Logo, não foi ao encontro do benfiquista. Já este, faz um movimento em direcção ao leiriense, procurando disputar a bola, não se percebendo muito bem com que parte do corpo. Com a cabeça, é que não é, e como está de lado, será o ombro? Será o braço?

 

Quanto a mim, atira-se de encontro ao leiriense, à procura, tão simplesmente, de "cavar" uma falta. O que até consegue.

 

Portanto, e para esclarecimento de quem insiste nesta tecla, há jogo perigoso. Sim senhor, aceito. Mas o contacto, que é o elemento fundamental que marca a diferença entre o livre indirecto, como no caso do Álvaro Pereira, e o penálti, esse, para mim, é da responsabilidade do Pablito.

 

De qualquer maneira dirão: "mas, e como é que o árbitro, no terreno de jogo, e com fracções de segundo para decidir, vê isso tudo, e age em conformidade?"

 

É simples, não vê, e não age.

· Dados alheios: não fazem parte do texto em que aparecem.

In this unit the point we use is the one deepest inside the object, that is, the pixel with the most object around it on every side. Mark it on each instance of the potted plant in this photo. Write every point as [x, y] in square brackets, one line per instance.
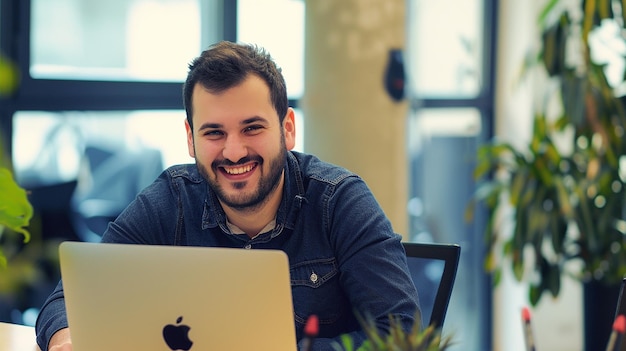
[565, 190]
[397, 339]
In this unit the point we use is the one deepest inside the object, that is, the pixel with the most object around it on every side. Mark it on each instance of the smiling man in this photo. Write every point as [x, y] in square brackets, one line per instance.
[248, 189]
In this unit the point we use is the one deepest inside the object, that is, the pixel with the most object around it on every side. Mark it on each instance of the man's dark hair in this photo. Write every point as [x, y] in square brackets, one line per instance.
[225, 65]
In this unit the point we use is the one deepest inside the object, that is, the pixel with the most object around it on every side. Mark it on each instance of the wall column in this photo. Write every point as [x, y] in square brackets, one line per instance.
[350, 120]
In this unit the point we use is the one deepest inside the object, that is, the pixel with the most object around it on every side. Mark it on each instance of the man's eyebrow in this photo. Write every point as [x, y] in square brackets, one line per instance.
[210, 126]
[254, 119]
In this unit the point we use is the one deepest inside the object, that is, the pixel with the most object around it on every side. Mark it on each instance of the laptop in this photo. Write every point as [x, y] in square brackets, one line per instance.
[148, 297]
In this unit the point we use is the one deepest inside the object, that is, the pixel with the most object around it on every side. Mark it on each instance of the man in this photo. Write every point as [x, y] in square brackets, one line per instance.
[248, 190]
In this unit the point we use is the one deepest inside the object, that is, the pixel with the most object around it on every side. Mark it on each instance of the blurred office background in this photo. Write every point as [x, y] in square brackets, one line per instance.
[97, 114]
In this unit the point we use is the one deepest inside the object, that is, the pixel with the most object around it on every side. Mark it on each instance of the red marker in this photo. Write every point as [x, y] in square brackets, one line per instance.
[311, 328]
[615, 340]
[528, 332]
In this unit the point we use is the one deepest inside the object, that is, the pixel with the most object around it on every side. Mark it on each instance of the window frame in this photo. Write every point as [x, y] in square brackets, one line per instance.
[64, 95]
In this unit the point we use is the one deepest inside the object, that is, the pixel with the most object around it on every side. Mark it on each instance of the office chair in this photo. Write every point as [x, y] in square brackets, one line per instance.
[433, 269]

Na dúvida, dizem as regras, com excepção do fora-de-jogo, dá-se o benefício a quem defende.

 

Tanto o Hugo Miguel, como o Jorge Sousa, fizeram o contrário, e aí terão errado os dois.

 

   

 

Dito isto, vendo (e ouvindo) as declarações do Jorge Jesus, as pequenas "partidas" que vão pregando ao SC Braga, e a honestidade intelectual de alguns comentadores da nossa praça, só me apetece parafrasear o Diego Armando Maradona:

 

"Qué la chupen, e que sigan chupando!"

 


Nota: antes que me venham acusar de ter modificado a fotografia acima com o "Photoshop", informo que a sua inclusão tem propósitos meramente decorativos. É que o texto já ia longo, e chato, e foi o que se arranjou...

 

Nota2: a área técnica do treinador do Benfica é diferente daquelas dos outros treinadores? É que o sr. Jorge Jesus passa mais tempo fora da área técnica do que dentro. No jogo de Setúbal, por exemplo, saiu da dita área para ir insultar um jogador adversário, na circunstância o Ricardo Silva, e ninguém se chateou muito com isso! Lá está, razão tem o Rui Costa quando diz que o quarto árbi tro tem um papel estúpido...

 

Nota3:  se o Jorge Jesus é assim em público, para quando a divulgação das imagens do túnel da Luz, no jogo Benfica x Nacional da Madeira, de que falou o Rúben Micael?